The native of Cuba told business students the nation must either come together on an immigration policy or face a declining economy.
“For me, this is about numbers. It's about arithmetic. It's about reality. I'm trying to stay away from the emotions of immigration,'' said Gutiérrez, who came to the United States with his family in 1960.
Countries around the world are struggling with a declining work force. If lawmakers succeed on immigration reform, the competitive advantages will last for the rest of this century, he said.
Gutiérrez came to the college with Republican U.S. Sen. Lindsey Graham. The two became friends while crafting immigration legislation that failed in Congress.

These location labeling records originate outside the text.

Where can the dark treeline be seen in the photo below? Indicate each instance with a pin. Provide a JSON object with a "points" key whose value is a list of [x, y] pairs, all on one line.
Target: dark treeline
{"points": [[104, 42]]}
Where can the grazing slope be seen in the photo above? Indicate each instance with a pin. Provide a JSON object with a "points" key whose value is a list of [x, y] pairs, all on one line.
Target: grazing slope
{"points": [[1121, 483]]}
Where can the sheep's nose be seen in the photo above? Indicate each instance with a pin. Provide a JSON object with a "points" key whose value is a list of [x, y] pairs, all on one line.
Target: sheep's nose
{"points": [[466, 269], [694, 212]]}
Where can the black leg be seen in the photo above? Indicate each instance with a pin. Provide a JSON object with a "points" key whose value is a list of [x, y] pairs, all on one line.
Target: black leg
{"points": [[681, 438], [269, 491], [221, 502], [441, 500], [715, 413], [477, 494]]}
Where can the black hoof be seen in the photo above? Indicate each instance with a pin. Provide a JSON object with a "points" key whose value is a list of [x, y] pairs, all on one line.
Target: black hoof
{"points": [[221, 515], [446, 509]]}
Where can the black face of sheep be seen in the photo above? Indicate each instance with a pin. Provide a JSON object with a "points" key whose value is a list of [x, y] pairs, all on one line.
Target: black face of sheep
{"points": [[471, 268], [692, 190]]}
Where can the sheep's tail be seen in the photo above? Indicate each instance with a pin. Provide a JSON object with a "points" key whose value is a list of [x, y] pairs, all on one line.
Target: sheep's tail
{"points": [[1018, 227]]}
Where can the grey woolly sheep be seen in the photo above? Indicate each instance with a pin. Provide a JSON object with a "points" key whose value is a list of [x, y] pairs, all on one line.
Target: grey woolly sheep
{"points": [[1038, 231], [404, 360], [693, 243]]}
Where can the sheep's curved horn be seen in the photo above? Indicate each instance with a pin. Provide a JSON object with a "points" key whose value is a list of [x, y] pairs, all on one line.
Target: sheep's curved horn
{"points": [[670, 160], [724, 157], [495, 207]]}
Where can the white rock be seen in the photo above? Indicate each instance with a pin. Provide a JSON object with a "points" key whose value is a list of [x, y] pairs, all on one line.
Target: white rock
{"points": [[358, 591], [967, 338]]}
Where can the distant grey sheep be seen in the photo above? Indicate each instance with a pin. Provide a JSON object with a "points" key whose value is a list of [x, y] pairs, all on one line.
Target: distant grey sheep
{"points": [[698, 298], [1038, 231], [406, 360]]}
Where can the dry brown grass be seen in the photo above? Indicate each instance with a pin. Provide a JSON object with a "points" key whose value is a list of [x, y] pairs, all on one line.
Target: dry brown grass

Graham has been criticized by Republicans in the state for backing the immigration bill. Gutiérrez praised Graham as someone willing to tackle tough issues.
Graham said the country desperately needs a temporary worker program “to bring workers into this country on our terms'' who understand English and can fill jobs Americans won't.
``Americans have hopes and dreams for their children up the economic ladder, not down,'' he said. ``If we do not deal with this labor shortage in time, it will hurt us in agriculture and spread throughout the country.''
On other issues, Gutiérrez said the economy will get through the housing crunch.
``Our economy is so big, so diverse and so flexible, it's able to adjust and offset when parts of it are hit,'' he said.
“The economy is now experiencing nearly six years of uninterrupted growth,'' despite the terrorist attacks of Sept. 11, 2001, corporate scandals, Hurricane Katrina and an increasing energy crisis, Gutiérrez said.
Freedom and the entrepreneur spirit are the core of the economy's strength, he said. He believes a strong economy needs low taxes and regulations friendly to innovation. Companies less than five years old account for half of all new jobs created annually, he said.
“Give everybody an equal opportunity. Give everybody a shot and get out of the way,'' said Gutiérrez, who in 1999 became Kellogg’s youngest ever chief executive.